Apparently tomorrow is World Usability Day. The slogan is “Making it Easy” which is generic enough, I suppose, but pointless and in my opinion, downplays what usability really is.

Tom Stewart wrote recently for the BBC:

Now, I have no objection to making life easier but I believe - and I’m supported in this view by an international standard - that a usable product or service has two other key features in addition to being easy or pleasant to use.

It must also be effective and efficient. In other words, the interface to our personal mp3 player should actually allow us to select the right music with an appropriate degree of effort and also be nice to use.

This approach to usability involves focusing on what users are trying to do with the product and making sure it delivers results without requiring us to be rocket scientists or contortionists. It doesn’t need to be easy - it depends on what we are doing.

It depends on what we’re doing. Context is important. A hammer is easy to use, until you want to make soup. Experience is important. Unix is easy to use but only if you know your ls from your rm *.

Usability is really, really important. But there’s a lot more to usability and making something good to use (as opposed to easy) than the trite slogan suggests.

On a lighter note, I’m going to put a usability violation ticket on my Mum’s stove. Take that, poorly designed stovetop!

Does seamless computing make sense?

November 1, 2005

The promise of computing technology dissolving into behavior, invisibly permeating the natural world around us cannot be reached. Technology is, of course, that which by definition is separate from the natural; it is explicitly designed that way. Technology only becomes truly invisible when, like the myriad of pens sold in Japan’s department stores, it’s no longer seen as technology at all. Deliberately creating something ‘invisible’ is self-defeating. I can think of few recent technologies as visible to the public as RFID, no matter how physically ‘invisible’ it might be.

The point being, that you can’t design something to be invisible. It becomes invisible as people make it part of their lives, as it becomes part of the “fabric of society” or just something that people take for granted.
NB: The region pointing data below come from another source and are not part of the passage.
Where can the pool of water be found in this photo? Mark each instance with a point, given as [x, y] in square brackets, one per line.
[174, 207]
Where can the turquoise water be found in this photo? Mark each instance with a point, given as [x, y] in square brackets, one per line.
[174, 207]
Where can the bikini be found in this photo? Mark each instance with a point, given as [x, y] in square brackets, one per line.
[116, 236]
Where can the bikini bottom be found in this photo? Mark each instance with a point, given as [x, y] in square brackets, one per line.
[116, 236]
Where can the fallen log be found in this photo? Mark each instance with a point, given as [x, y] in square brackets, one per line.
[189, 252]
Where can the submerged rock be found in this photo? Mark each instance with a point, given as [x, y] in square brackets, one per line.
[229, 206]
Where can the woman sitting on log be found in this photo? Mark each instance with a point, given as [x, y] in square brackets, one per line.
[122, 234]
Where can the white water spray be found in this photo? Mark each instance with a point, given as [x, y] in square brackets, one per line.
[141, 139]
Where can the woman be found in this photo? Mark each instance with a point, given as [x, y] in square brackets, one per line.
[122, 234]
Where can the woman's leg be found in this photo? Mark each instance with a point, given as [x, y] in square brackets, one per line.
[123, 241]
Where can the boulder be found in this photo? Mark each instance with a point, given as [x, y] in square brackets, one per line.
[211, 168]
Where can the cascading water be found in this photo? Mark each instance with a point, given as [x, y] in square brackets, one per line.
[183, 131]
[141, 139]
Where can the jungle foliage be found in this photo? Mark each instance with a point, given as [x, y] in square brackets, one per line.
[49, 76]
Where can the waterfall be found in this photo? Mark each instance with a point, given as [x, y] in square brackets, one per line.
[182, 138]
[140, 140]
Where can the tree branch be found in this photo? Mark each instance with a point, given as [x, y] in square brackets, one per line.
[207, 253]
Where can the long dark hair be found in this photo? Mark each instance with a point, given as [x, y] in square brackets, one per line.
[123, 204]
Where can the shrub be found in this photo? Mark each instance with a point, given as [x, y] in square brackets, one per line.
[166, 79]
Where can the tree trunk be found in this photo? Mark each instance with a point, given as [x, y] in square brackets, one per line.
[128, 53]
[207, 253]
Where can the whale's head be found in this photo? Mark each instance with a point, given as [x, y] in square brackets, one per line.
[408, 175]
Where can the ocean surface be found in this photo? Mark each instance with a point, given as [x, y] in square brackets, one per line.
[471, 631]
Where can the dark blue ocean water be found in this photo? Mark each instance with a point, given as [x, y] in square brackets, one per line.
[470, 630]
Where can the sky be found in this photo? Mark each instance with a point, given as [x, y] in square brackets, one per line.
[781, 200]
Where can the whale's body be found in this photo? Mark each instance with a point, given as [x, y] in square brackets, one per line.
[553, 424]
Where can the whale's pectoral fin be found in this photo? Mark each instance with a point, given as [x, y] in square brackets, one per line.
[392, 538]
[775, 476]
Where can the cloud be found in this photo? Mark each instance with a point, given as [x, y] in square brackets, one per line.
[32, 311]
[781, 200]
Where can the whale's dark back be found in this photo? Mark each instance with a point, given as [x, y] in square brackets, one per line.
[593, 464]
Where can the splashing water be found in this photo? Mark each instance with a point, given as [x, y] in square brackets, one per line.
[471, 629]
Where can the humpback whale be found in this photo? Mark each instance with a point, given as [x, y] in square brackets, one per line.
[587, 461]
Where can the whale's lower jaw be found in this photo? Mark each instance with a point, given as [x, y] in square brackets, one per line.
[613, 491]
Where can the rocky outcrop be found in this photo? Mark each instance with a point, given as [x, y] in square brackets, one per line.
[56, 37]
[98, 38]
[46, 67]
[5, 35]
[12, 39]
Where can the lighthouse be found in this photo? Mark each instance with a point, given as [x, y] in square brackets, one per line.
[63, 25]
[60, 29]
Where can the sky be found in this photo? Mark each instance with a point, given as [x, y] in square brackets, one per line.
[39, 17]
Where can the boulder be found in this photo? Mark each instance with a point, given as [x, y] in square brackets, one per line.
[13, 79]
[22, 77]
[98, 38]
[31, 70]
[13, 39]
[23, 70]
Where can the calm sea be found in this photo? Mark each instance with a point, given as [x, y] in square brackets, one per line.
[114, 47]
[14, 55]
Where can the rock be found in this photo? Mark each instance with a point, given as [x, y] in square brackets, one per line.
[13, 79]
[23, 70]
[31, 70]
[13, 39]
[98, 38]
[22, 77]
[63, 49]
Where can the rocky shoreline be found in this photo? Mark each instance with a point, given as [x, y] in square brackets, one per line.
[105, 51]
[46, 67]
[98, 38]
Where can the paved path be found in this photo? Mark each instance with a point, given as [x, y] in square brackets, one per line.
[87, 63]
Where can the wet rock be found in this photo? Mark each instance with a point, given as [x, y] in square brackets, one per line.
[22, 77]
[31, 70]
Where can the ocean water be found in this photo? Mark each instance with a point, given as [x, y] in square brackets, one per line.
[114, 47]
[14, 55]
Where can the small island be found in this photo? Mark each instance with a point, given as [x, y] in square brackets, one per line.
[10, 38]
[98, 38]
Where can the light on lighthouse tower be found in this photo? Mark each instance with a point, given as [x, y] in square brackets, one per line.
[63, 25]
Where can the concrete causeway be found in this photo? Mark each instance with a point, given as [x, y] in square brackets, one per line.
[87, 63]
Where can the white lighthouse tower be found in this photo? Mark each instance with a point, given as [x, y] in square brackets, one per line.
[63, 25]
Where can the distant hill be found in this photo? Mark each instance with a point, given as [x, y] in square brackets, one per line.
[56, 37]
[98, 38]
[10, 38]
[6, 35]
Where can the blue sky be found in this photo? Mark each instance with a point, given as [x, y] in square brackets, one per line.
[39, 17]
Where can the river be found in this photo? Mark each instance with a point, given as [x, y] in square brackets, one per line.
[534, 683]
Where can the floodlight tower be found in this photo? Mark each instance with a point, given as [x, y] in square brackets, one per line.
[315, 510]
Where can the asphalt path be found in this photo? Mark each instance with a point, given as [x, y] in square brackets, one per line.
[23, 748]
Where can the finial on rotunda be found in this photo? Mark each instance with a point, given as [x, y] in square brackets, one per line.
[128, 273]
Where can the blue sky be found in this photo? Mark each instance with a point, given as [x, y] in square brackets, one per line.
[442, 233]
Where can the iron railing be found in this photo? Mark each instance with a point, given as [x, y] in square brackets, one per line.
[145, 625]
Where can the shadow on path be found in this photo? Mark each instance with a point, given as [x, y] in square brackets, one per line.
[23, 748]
Design for appropriation is where it’s at. Being aware of the seams between things rather than making the seams invisble. Seams are useful. Edges make things clear. Inside. Outside. Here is the street. Here is the footpath.

A phone made of…

October 26, 2005

The question before us today is: why are mobile phones chock full of functional goodness when cordless phones can’t or don’t do a lot of the things that a mobile phone does? My really old mobile phone has an easy to use addressbook, a multi-line screen and buttons that are easy to press. My cordless landline phone has a single line screen that is hard to read, big buttons that are difficult to press and a 10-position address book that only stores numbers. Also, a cordless landline phone only has to transmit to a base station that is inside your house while a mobile phone has to transmit to a base station that is 5 kilometers away! Yet, the mobile phone is smaller, has better buttons (well, mine does), has an easy-to-use address book, is light and slips into a pocket. Weird. Why do cordless phones mock us so?
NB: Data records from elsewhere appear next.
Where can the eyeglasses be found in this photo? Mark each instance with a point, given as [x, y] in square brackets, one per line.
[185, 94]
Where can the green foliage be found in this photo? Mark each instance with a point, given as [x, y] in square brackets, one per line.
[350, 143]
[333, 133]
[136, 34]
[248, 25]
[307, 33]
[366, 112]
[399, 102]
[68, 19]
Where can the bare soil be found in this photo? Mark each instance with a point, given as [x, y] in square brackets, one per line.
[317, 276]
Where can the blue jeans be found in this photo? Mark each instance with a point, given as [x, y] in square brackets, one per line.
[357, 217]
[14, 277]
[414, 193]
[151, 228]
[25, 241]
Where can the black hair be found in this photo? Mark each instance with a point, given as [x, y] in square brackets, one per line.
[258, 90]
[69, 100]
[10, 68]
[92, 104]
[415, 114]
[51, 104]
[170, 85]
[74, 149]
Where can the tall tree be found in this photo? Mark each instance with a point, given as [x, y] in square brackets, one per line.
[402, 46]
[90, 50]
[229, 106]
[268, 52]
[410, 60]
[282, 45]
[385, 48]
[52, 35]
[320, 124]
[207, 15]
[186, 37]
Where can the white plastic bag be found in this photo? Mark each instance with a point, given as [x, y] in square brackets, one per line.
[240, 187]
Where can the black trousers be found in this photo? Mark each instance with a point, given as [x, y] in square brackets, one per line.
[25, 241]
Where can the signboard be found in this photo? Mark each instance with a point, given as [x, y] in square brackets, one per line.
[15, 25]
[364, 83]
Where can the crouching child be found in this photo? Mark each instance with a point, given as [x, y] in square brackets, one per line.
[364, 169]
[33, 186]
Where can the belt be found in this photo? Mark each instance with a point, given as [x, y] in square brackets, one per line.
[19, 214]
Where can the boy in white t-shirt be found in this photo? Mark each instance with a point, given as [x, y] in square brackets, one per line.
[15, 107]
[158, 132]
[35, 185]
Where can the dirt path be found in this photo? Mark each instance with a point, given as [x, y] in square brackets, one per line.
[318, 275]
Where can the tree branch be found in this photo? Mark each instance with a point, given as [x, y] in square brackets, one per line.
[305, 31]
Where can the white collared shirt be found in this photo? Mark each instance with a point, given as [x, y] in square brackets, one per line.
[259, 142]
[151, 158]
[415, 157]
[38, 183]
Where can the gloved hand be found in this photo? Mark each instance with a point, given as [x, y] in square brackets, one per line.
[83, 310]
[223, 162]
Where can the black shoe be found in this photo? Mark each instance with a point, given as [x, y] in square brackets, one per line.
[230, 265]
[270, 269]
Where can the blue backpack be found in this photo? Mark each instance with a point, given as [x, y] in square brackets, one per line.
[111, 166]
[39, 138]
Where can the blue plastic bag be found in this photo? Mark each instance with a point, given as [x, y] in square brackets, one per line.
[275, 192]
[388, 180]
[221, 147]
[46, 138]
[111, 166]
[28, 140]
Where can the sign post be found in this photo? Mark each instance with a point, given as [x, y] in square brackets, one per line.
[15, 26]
Merlin hates his phone with a passion. So much so that he’s made a pod-cast about it.

At the top of Merlin’s hates about his (cordless, landline) phone:

  • buttons that suck
  • Bad UI for:
    • caller ID
    • address book entries
  • form factor
  • weighs as much as a toddler

Merlin, of course, uses his extreme hatred of his phone to segue into a life lesson. As he points out, most things in your life are temporarily not broken. So that you know what you hate about your object du jour Merlin’s advice is simple: make a list. If you’re on Mac, Merlin suggests Quicksilver (which is free). I would use wikidpad which isn’t at all the same thing as Quicksilver but it works for me.

NPR : Speech-Recognition

October 10, 2005

NPR (National Public Radio) has a cute story on speech recognition that, surprisingly, acknowledges the flaws as well as benefits.

Excel v12: just plain massive

September 30, 2005

Is it naive of me to sugggest that anyone who needs the upcoming 1,048,576 rows by 16,384 columns in Excel 12 really needs something other than a spreadsheet?
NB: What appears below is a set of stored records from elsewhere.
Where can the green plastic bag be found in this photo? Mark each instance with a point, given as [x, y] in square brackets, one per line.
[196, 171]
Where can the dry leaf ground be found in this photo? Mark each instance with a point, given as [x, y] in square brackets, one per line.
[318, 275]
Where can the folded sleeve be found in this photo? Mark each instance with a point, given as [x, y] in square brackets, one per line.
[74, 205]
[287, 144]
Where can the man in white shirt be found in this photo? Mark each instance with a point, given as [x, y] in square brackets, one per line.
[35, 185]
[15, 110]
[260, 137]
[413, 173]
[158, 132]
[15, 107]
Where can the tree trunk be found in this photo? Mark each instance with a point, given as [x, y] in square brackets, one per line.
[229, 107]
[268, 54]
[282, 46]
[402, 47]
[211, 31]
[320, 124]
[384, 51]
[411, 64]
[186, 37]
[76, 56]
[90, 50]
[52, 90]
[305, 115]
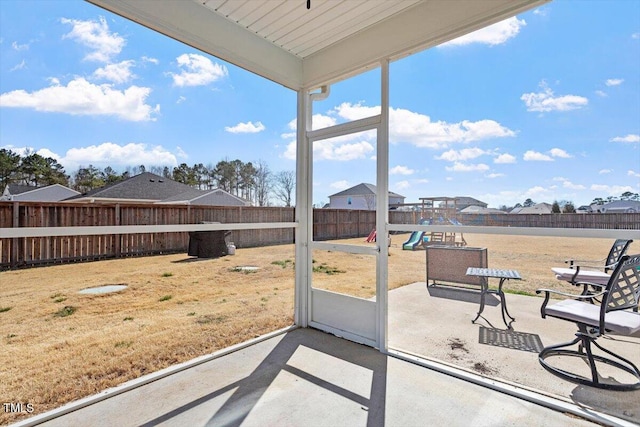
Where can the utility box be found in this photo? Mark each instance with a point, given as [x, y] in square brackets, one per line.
[448, 264]
[209, 244]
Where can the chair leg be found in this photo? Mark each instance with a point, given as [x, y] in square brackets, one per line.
[584, 352]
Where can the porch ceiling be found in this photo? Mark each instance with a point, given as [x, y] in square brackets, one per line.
[297, 47]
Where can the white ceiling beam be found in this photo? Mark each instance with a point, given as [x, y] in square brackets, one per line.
[191, 23]
[427, 24]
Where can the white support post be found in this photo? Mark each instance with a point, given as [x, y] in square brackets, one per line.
[382, 211]
[304, 212]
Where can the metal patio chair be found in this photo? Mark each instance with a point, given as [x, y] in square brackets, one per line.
[590, 276]
[617, 314]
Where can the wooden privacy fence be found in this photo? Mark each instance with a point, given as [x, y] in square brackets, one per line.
[328, 224]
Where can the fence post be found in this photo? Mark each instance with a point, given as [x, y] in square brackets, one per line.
[14, 243]
[118, 254]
Back in the day Ricky and I made Excel do some stuff it was never meant to. Ricky even ended up refactoring all the VBA that we wrote to make it easier to maintain.

But 16,348 columns?

Powerpoint as art

September 28, 2005

Lawrence Lessig has a great presentation style that I try to copy, badly, when I have time to prepare the extensive files that are requried. He links to a Dick Hardt’s presentation on Identity 2.0 at the recent OSCON.